Santa Catarina Tekakwitha nasceu em 1656, perto de Port Orange, no Canadá, em uma família indígena da nação Mohawk. Seu pai, um chefe tribal pagão, escolheu o nome Tekakwitha, que significa “aquela que coloca as coisas nos lugares”. No entanto, sua mãe, uma cristã catequizada pelos jesuítas, sempre a chamou de Catarina.
Aos quatro anos, Catarina enfrentou uma epidemia de varíola que a deixou parcialmente cega, com o rosto marcado e a saúde debilitada. Logo após a morte dos pais, o tio a acolheu, mas não respeitou sua fé. Mesmo assim, ela manteve firme sua devoção cristã. Todos os dias, rezava, contava histórias sobre Jesus e ensinava as crianças enquanto tecia.
Em 1675, ao saber que missionários jesuítas estavam por perto, ela foi ao encontro deles. No ano seguinte, recebeu o batismo e adotou o nome Catarina Tekakwitha. A partir desse momento, sua fé se fortaleceu ainda mais. No entanto, sua recusa em casar incomodou os parentes, que a pressionavam. Diante da crescente hostilidade, Catarina decidiu fugir em busca de liberdade religiosa.
Santa Catarina Tekakwitha: padroeira da ecologia e do meio ambiente
Ao chegar à missão de São Francisco Xavier, próxima a Montreal, Catarina foi acolhida com carinho. Ela recebeu a primeira comunhão e passou a servir com alegria os idosos e enfermos. Mesmo com a saúde frágil, ela ajudava nas tarefas comunitárias, cultivava a oração e mantinha-se sempre disposta a viver o Evangelho.
Nos momentos de recolhimento, Catarina caminhava até uma floresta próxima. Ali, rezava diante de uma cruz esculpida na casca de uma árvore. Além disso, dedicava-se ao serviço da comunidade e à formação cristã das mulheres indígenas. Em 1679, fez voto perpétuo de castidade e revelou seu desejo de fundar um convento para moças indígenas. Contudo, seu diretor espiritual não aprovou a ideia, por causa da saúde delicada da jovem.

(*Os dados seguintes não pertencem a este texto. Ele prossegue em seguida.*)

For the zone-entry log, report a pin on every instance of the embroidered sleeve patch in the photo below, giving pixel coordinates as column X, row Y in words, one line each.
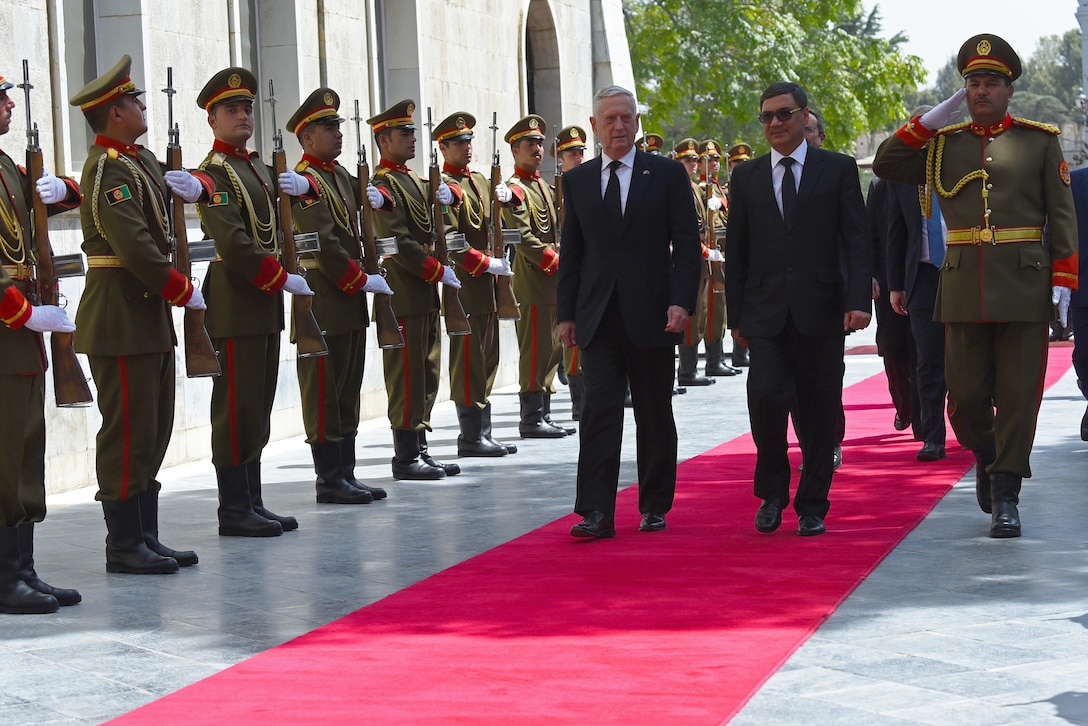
column 118, row 194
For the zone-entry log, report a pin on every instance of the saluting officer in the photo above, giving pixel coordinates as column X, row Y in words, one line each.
column 998, row 181
column 125, row 324
column 473, row 358
column 330, row 384
column 245, row 309
column 23, row 380
column 534, row 281
column 412, row 372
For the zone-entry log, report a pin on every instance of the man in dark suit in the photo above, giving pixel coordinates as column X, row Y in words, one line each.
column 798, row 277
column 628, row 284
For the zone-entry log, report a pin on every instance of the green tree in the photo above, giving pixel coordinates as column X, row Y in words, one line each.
column 701, row 65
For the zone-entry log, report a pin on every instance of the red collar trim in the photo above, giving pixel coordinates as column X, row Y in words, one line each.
column 1002, row 125
column 127, row 149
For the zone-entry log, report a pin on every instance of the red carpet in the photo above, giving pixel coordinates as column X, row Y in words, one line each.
column 682, row 625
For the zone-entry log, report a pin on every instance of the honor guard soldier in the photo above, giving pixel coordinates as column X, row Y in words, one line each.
column 331, row 384
column 236, row 196
column 412, row 372
column 998, row 181
column 23, row 379
column 739, row 154
column 570, row 152
column 687, row 151
column 473, row 358
column 535, row 265
column 125, row 324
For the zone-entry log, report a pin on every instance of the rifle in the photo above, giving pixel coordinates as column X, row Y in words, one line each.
column 457, row 322
column 308, row 337
column 388, row 329
column 507, row 304
column 70, row 384
column 200, row 356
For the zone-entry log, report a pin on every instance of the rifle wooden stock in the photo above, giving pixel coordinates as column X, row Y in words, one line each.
column 201, row 359
column 308, row 337
column 457, row 322
column 70, row 384
column 388, row 329
column 506, row 303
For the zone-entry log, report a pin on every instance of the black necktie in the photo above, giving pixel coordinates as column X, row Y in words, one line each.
column 789, row 189
column 612, row 194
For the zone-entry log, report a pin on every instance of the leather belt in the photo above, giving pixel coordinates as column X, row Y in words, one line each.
column 993, row 235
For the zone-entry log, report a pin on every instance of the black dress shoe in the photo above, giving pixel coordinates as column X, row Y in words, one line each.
column 652, row 523
column 768, row 517
column 596, row 525
column 810, row 525
column 931, row 452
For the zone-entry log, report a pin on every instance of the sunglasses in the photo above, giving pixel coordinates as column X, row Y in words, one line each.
column 781, row 114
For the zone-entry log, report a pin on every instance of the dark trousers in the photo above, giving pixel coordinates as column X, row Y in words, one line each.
column 787, row 367
column 929, row 347
column 608, row 363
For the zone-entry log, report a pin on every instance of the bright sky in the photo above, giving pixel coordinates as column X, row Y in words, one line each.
column 936, row 28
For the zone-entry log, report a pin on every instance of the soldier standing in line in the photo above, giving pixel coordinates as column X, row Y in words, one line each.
column 125, row 324
column 412, row 372
column 473, row 358
column 236, row 196
column 999, row 181
column 534, row 281
column 330, row 384
column 23, row 380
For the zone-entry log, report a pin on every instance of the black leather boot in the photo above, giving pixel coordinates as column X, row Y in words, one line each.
column 257, row 497
column 16, row 597
column 125, row 549
column 471, row 442
column 406, row 464
column 149, row 518
column 1005, row 494
column 332, row 488
column 347, row 458
column 569, row 430
column 532, row 425
column 236, row 516
column 64, row 597
column 688, row 371
column 450, row 469
column 485, row 430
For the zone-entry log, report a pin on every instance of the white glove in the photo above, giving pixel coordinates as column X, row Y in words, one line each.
column 444, row 195
column 50, row 188
column 184, row 185
column 449, row 278
column 296, row 285
column 941, row 114
column 49, row 319
column 375, row 283
column 196, row 303
column 374, row 197
column 499, row 266
column 293, row 183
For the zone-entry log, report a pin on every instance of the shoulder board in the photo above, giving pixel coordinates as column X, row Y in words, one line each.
column 1049, row 127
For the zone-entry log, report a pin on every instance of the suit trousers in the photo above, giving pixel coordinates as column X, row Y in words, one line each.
column 23, row 450
column 608, row 363
column 136, row 401
column 808, row 369
column 994, row 373
column 929, row 346
column 242, row 397
column 330, row 388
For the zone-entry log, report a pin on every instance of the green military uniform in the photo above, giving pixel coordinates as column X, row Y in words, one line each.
column 998, row 186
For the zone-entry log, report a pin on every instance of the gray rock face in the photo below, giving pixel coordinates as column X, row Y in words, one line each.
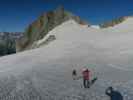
column 39, row 28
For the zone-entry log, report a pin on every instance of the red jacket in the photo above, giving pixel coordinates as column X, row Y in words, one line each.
column 86, row 74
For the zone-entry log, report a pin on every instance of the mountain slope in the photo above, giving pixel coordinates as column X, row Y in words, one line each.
column 45, row 73
column 39, row 28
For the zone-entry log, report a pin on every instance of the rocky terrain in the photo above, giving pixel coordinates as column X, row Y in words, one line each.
column 45, row 23
column 8, row 42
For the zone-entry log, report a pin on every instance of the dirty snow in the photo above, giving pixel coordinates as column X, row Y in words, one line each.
column 45, row 73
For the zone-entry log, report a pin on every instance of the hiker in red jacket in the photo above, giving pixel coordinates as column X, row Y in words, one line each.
column 86, row 78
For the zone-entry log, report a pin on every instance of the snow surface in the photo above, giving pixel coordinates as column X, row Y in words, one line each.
column 45, row 73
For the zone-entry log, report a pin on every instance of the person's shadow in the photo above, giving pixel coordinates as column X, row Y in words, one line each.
column 94, row 80
column 113, row 94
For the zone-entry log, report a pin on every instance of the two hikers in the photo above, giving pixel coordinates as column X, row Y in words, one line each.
column 114, row 95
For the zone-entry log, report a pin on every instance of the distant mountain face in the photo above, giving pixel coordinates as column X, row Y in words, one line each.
column 46, row 22
column 8, row 42
column 113, row 22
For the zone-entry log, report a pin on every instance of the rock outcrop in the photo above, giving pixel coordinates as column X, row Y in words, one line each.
column 46, row 22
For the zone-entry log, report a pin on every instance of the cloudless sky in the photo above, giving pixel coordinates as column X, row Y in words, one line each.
column 16, row 15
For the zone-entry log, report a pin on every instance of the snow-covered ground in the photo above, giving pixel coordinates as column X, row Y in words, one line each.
column 45, row 73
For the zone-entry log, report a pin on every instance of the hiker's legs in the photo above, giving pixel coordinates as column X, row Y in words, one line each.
column 88, row 83
column 84, row 83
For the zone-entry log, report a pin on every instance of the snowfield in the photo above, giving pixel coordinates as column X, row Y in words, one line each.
column 45, row 73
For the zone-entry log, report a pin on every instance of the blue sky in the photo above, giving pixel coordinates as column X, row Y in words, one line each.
column 16, row 15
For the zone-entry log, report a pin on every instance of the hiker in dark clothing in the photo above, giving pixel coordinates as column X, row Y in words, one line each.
column 74, row 74
column 86, row 78
column 114, row 95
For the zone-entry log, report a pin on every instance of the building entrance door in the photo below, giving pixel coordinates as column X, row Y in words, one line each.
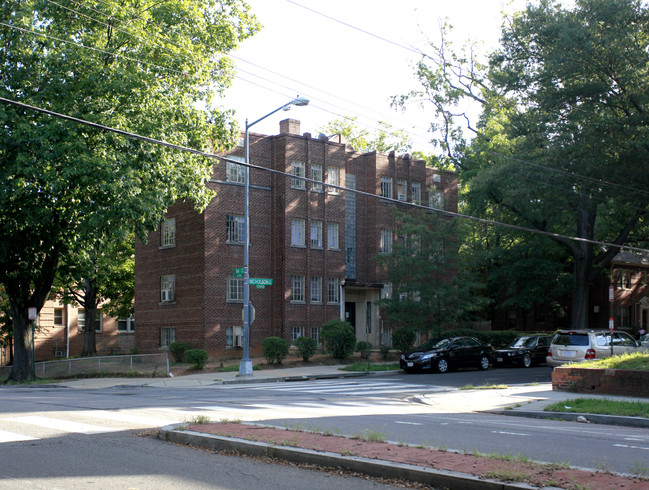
column 350, row 313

Durante a Quaresma de 1680, Catarina ofereceu seu corpo e sua alma a Jesus. Quando questionada sobre o que entregaria a Cristo, respondeu com ternura: “Entreguei minha alma a Jesus no Santíssimo Sacramento e meu corpo a Jesus na Cruz.” Em 17 de abril de 1680, faleceu com apenas 24 anos. Minutos antes de partir, seu rosto — antes desfigurado — ficou milagrosamente belo e sereno, o que comoveu a todos os presentes.
Um legado que floresce entre os povos
O exemplo de Santa Catarina Tekakwitha rapidamente se espalhou entre os indígenas e missionários. Conhecida como “o lírio dos Mohawks”, ela passou a ser invocada por diversas pessoas em busca de consolo, fé e cura. Além disso, sua pureza de vida e sua entrega total a Deus inspiraram muitas conversões.
Em 2002, o Papa João Paulo II a proclamou padroeira da Jornada Mundial da Juventude no Canadá e a beatificou. Já em 2012, o Papa Bento XVI a canonizou oficialmente. Assim, Santa Catarina Tekakwitha tornou-se a primeira santa indígena da América do Norte. A Igreja celebra sua memória no dia 14 de abril nos EUA. Junto com São Francisco de Assis, ela carrega o título de padroeira da ecologia e do meio ambiente, sendo exemplo de simplicidade, amor à criação e entrega total à vontade de Deus.